Abstract

This paper introduces a novel knowledge distillation (KD) framework that distills the knowledge from multiple deep models trained on spectrogram features obtained by dividing the spectrogram into multiple sub-band spectrograms. The deep models learned from sub-band spectrograms prevent information loss while performing knowledge distillation from a teacher model to a student model receiving the full spectrogram as an input. The student models’ performance is evaluated on three benchmark sound datasets, viz., the ESC-10, RAVDESS and Audio MNIST datasets. Impact of three state-of-the-art attention mechanisms is investigated thoroughly to enhance the final accuracy of the student model supervised by the proposed knowledge distillation framework for sound classification. Experiments and results show that the performance of the student model in the presence of state-of-the-art attention mechanisms is comparable and competitive to state-of-the-art techniques.
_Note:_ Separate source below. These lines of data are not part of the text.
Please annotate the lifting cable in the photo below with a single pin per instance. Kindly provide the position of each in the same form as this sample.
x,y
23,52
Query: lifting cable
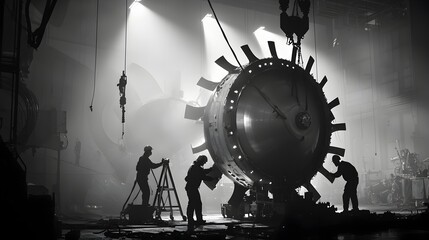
x,y
224,35
95,58
315,42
Moreover, the student model trained on the Audio MNIST dataset attains an hitherto unpublished accuracy of 98.24%, a new benchmark for the Audio MNIST dataset. Additionally, Grad-CAM visualization of the spectrograms is provided to understand the spectrogram’s relevant regions and explain why the model classifies a signal into a specific class. The code used in this work is available at: https://github.com/achyutmani/Sub-Band-Guided-KD-for-Sound-Classification.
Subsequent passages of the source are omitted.